Al termine del confronto, i due presidenti scelgono di esporsi pubblicamente senza sciogliere i nodi centrali. Trump parla di un accordo “molto vicino”, ma ammette l’esistenza di “una o due questioni spinose” ancora aperte. Solo poche settimane prima aveva chiesto a Zelensky di accettare un piano di pace entro Natale; ora parla di tempi più lunghi e annuncia un nuovo incontro a gennaio, sempre ospitato da lui, che dovrebbe coinvolgere anche i leader europei.

L’Europa viene così chiamata a entrare in una fase successiva, con un ruolo di sostegno politico, finanziario e di sicurezza.

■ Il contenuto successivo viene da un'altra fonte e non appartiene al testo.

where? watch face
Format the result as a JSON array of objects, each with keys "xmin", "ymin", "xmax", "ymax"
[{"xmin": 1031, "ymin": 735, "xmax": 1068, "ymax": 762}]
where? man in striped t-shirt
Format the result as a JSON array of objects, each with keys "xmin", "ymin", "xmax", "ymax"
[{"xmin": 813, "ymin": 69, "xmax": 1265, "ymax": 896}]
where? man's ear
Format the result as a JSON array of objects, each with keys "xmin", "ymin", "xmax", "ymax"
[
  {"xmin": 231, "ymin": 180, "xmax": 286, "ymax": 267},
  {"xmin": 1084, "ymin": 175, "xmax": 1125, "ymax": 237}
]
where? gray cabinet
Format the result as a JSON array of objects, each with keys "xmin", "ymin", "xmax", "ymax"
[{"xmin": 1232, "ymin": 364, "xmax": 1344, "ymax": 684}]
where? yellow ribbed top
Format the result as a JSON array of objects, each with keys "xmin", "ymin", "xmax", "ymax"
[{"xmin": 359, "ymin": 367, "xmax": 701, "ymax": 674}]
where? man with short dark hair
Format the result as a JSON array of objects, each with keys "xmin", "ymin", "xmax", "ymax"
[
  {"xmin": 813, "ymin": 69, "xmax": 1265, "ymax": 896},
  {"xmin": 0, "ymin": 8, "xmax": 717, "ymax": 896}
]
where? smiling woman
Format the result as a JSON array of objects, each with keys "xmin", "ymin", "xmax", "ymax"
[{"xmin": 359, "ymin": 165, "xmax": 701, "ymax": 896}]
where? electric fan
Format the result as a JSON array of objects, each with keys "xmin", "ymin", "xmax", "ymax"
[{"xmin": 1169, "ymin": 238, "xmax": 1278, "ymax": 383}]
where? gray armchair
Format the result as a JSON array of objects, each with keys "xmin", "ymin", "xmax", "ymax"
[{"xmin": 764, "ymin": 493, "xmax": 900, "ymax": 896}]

Trump insiste sui potenziali benefici economici di un accordo, sottolineando le “grandi potenzialità” dell’Ucraina e la possibilità di avviare rapidamente progetti di sviluppo. Al tempo stesso minimizza i dubbi sulla volontà di pace di Putin, nonostante i nuovi attacchi russi. “Vuole che accada. Abbiamo parlato a lungo e me lo ha detto con forza. E io gli credo”, afferma, tornando a respingere le accuse sulle interferenze russe nelle elezioni americane del 2016.

Mar-a-Lago non produce un testo condiviso né una scadenza. Definisce però un metodo: il dialogo con Mosca precede quello con Kiev, i nodi più sensibili vengono rinviati, l’Europa viene coinvolta in una fase successiva. Territori, garanzie di sicurezza e Zaporizhzhia restano sul tavolo, senza soluzione immediata, mentre il negoziato procede per contatti diretti e dichiarazioni pubbliche, in un equilibrio ancora lontano dall’essere formalizzato.